In: Statistics and Probability
You are given the following data, where X1 (GRE total score) and X2 (undergraduate GPA) are used to predict Y (graduate GPA):
Y X1 X2
3.6 | 135 | 2.6 |
4 | 130 | 2.6 |
3 | 105 | 2.4 |
3.3 | 115 | 2.7 |
3.2 | 105 | 3.1 |
3 | 100 | 3.2 |
2.7 | 110 | 3.8 |
3.8 | 125 | 3.6 |
4 | 145 | 3.2 |
Determine the following multiple regression values.
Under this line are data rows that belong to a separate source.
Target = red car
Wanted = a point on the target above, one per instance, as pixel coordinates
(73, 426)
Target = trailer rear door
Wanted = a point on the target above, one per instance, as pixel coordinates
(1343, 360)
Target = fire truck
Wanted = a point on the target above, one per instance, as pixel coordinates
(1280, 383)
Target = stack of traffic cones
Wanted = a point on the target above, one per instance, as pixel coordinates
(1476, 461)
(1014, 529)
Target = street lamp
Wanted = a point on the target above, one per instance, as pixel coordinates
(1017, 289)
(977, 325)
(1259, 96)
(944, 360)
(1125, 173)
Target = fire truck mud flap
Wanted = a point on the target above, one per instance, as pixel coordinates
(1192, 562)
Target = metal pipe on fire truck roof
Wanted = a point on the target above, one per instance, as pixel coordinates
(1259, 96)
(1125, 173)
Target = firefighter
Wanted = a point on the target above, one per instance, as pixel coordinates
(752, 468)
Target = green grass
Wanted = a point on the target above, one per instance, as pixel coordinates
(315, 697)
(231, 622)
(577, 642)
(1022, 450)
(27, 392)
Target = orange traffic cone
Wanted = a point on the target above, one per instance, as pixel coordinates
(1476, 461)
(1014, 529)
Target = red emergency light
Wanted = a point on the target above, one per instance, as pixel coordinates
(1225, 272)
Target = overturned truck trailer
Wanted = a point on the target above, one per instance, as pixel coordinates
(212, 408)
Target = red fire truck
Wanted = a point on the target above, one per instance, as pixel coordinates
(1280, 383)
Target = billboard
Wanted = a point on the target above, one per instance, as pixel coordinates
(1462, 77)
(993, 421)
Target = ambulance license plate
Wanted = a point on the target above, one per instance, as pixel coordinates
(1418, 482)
Report intercept and slopes for regression equation accurate to 3
decimal places:
Intercept: a=
Partial slope X1: b1=
Partial slope X2: b2=
Report sum of squares accurate to 3 decimal places:
SSreg=
SSTotal=
Test the significance of the overall regression model (report
F-ratio accurate to 3 decimal places and P-value
accurate to 4 decimal places):
F-ratio =
P-value =
Report the variance of the residuals accurate to 3 decimal
places:
s2res=
Report the standard error of the partial slope estimate for GRE
total along with the test statistic (report answers accurate to 3
decimal places):
s(b1)=
t1=
R Code
> y<-c(3.6,4,3,3.3,3.2,3,2.7,3.8,4)
> x1<-c(135,130,105,115,105,100,110,125,145)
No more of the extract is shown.